What the access review should look like

A practical AI agent access review covers five questions:

What systems and data does this agent have access to? This is the inventory question. Many organisations cannot answer it for their AI agents. The answer requires discovery, identifying all agents in operation and cataloguing the access each one holds.

Is that access proportionate to the agent's function? For each connected system, is there a genuine operational reason the agent needs that access? Can the agent perform its intended function with narrower scope?
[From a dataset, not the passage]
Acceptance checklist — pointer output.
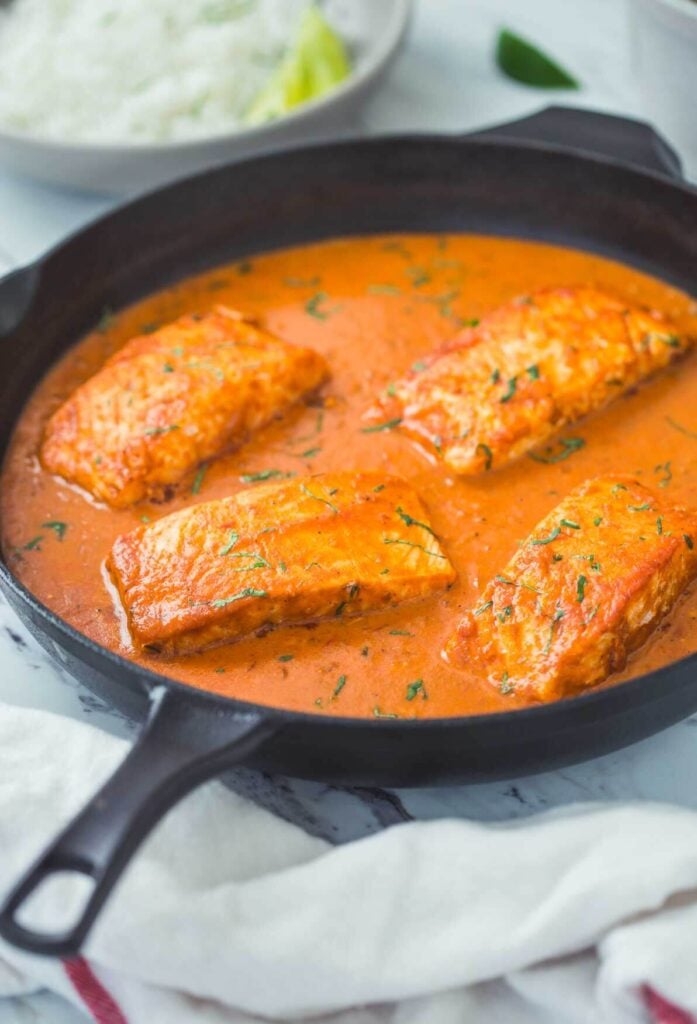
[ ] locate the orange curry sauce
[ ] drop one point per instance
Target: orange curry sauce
(373, 306)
What can the agent do, not just read? Read access and write access carry very different risk profiles. An agent that can read customer data is a confidentiality risk. An agent that can write to customer records is an integrity risk. An agent that can initiate transactions is an operational risk. Scope review must distinguish between read and write permissions.
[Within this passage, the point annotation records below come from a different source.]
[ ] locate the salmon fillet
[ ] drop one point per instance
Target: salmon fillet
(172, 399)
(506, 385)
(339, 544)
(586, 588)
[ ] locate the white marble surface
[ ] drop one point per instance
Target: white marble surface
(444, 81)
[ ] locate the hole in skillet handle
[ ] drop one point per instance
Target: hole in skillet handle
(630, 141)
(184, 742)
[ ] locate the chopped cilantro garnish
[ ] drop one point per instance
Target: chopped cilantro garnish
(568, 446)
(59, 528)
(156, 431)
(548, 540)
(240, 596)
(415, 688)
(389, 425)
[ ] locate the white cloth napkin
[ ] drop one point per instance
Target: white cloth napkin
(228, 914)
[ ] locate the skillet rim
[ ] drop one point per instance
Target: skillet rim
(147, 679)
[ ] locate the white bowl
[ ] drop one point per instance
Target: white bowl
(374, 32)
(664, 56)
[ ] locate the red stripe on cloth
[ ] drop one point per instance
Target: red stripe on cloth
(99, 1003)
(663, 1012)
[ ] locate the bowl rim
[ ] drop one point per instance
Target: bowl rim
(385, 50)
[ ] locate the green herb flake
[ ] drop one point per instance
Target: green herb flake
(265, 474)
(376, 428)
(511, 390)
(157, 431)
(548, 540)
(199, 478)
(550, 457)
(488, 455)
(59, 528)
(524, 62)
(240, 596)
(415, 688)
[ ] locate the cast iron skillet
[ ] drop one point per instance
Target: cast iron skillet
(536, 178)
Who approved the access, and when? If access was granted informally or without a documented approval, that is a gap. If access was approved two years ago and has never been reviewed, that is also a gap.

Who is currently accountable for this agent? There should be a named individual who owns responsibility for the agent, including responsibility for its access scope, its behaviour, and its decommissioning when it is no longer needed.
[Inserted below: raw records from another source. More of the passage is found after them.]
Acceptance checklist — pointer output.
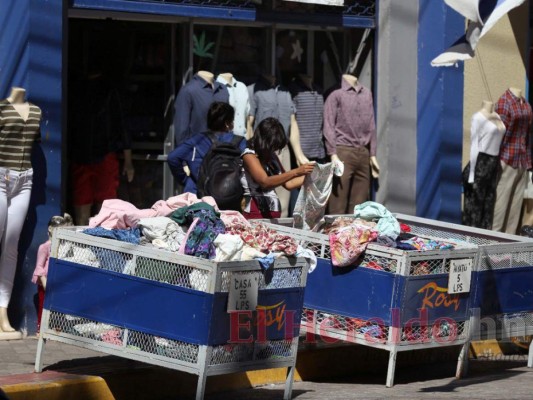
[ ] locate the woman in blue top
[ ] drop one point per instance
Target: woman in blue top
(191, 153)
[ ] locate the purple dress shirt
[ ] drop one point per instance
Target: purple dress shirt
(349, 119)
What least-privilege looks like for AI agents

Least-privilege for AI agents is the same principle as for human employees: grant the minimum access necessary for the specific function, review that access regularly, and revoke it when no longer needed.

In practice, this means:

Narrow the scope at deployment. Resist the default of granting the maximum access the vendor requests. Work through what the agent's specific function actually requires, and configure access accordingly. Accept the constraint that a more narrowly scoped agent may be less convenient, that is the nature of the principle.

Use purpose-specific credentials. Where possible, create distinct credentials for each agent deployment, rather than using shared service accounts. Purpose-specific credentials make it possible to revoke access for one agent without affecting others, and to attribute agent actions to a specific deployment.

Apply the same offboarding process to agents that you apply to employees. When an AI tool is decommissioned, retired, or replaced, its credentials should be revoked and its access removed. Persistent token access that outlives the intended use is a common and avoidable exposure.

Include AI agents in your access review cycle. Whatever cadence your organisation uses for human access reviews, quarterly, semi-annual, annual, AI agent access should be reviewed on the same cycle, or more frequently given how rapidly agent deployments change.

Log agent actions at the operation level. Least-privilege is more effective when combined with monitoring. Operation-level logging, recording what the agent did, what data it accessed, what it wrote, enables detection of behaviour that exceeds the agent's intended scope and provides the attribution trail needed for incident response.

For boards: the two questions that matter

Boards do not need to understand the technical implementation of AI agent access control. They do need to hold management accountable for it.

Two questions are enough to establish whether the organisation has addressed this gap:

First: for every AI agent operating in this organisation, can management tell me what it has access to, whether that access is proportionate, and who is accountable for it? If the answer is no, if management cannot produce an agent inventory with access mapping and named owners, that is a governance gap that needs to be closed.

Second: are AI agents included in our access review cycle? If the answer is no, if the organisation reviews human access but has no equivalent process for AI agents, that is the gap APRA identified in its April 2026 letter, and it needs to be addressed.

These are not technical questions. They are governance questions. And they are the right questions for boards to be asking now.


Primary regulatory reference: APRA Letter to Industry on Artificial Intelligence (AI), 30 April 2026. This article is general information and does not constitute legal or compliance advice.